We have arrived in Chernivtsi – a safe haven in Ukraine, where probably around 100,000 internally displaced persons are currently stranded. No one knows the exact number. Here we meet Oxana Matiychuk at the university.
Oxana is the head of the Ukrainian-German Cultural Society Chernivtsi, which is part of the Gedankendach Center at Yuri Fedkovych University. As an employee of the International Office she is responsible for the exchange with German-speaking universities. She has very close ties to Jena, most recently through a joint European theater project in which Freie Bühne Jena was also involved. Later she tells us that they worked together in Czernowitz on a play about the First World War, which was also performed on the Friedensberg in Jena. Many people from Germany and all over Europe visited her in Czernowitz and worked with her. Since Russia’s invasion of Ukraine, almost no one comes anymore.
We wait for Oxana in front of the gates of the university where a big banner is attached. When we ask her what this means, she says: “Bunkers”. The university has two large air-raid shelters where people can take shelter in case of alarm. Before we go to her office, she takes us through the basement rooms. Laughing, she points out a large houseplant and several carpets. The janitor is trying to make the bunkers a little more livable. Oxana explains that if the alarm sounds during our conversation, we should go straight down here. She would then follow, but would first have to make sure that everyone else found their way to the shelter as well. Currently, there are a lot of high school graduates at the university who are registering for the next semester.
Back in her office, we briefly tell her about our trip and then ask Oxana and Oleg, one of her co-workers – he studied in Weimar and knows Jena well – about her current situation. What life is like at the university and their daily routine in view of the war. While we are listening to them, it happens: in the middle of the sentence the alarm sounds. Oxana immediately answers the phone and notifies everyone at the university. We go into the bunker.
After a few minutes, Oxana also arrives and we continue our conversation. Between us the houseplant that the janitor has put up. In the room next door, students are passing the time playing table tennis. Oxana tells us about the solidarity of the people in Ukraine, who support each other and especially the soldiers at the front – which is usually called “at zero” here – with everything in their power. Later she shows us packages of “emergency compresses” and water filters in her colleague’s office . “Farewell gifts” for colleagues and friends who are being drafted.

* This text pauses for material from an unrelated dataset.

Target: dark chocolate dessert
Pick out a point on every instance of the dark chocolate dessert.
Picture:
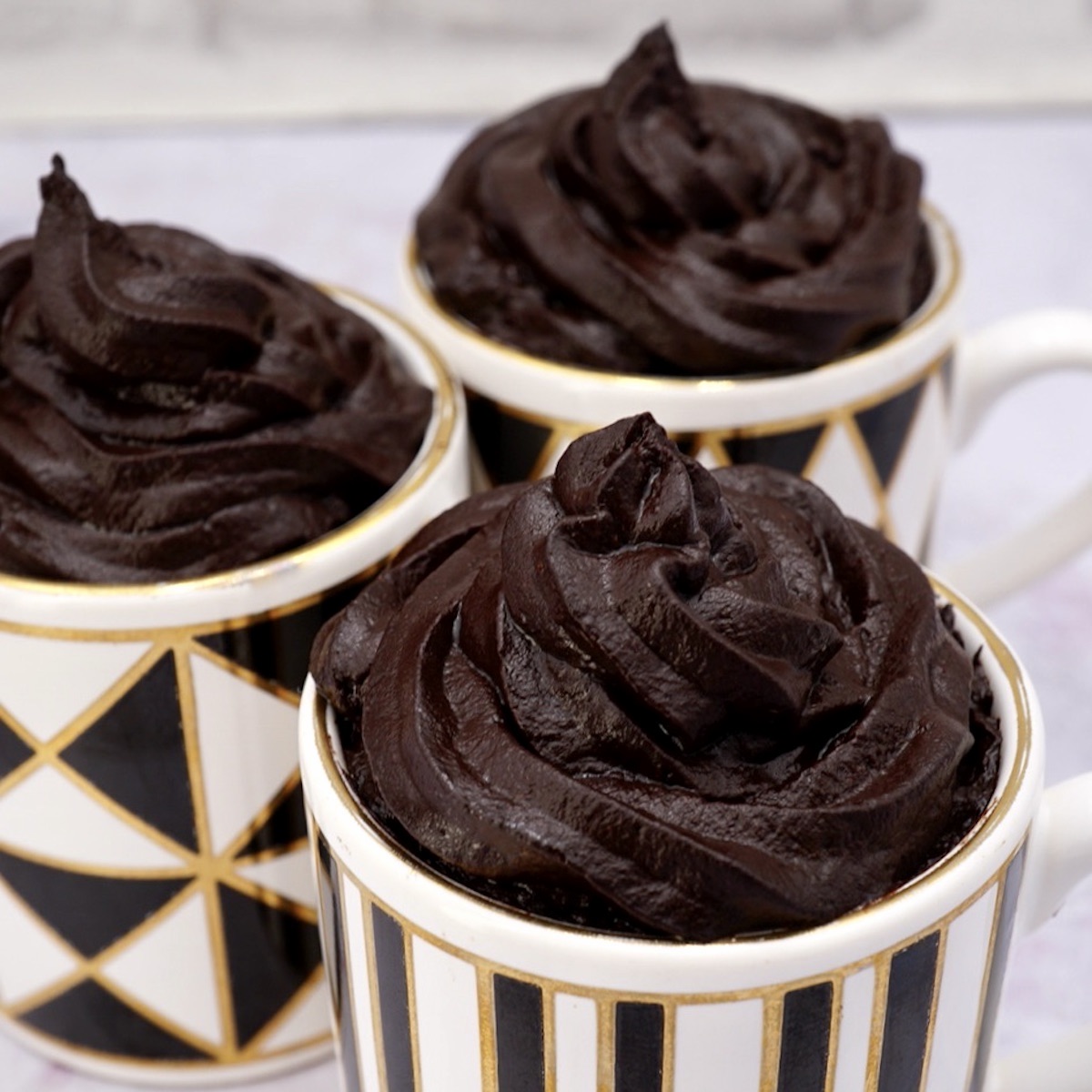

We only talk about the Future Center in passing. Nevertheless, Oxana emphasizes how important mutual exchange is, especially now. We agree to tighten the bonds for closer cooperation between the institutions in Czernowitz and Jena. In the design of a future center, she wishes to be able to participate. To bring people closer together, she says. Talking to each other, listening to each other, would be more important today than ever. For the future, she wishes for Ukraine to be freed from the Russian invaders within its old borders and for her to be able to live in her homeland again without fearing for the lives of people close to her – and her own.
The detailed interview with Oxana Matiychuk will be part of our travel documentary later.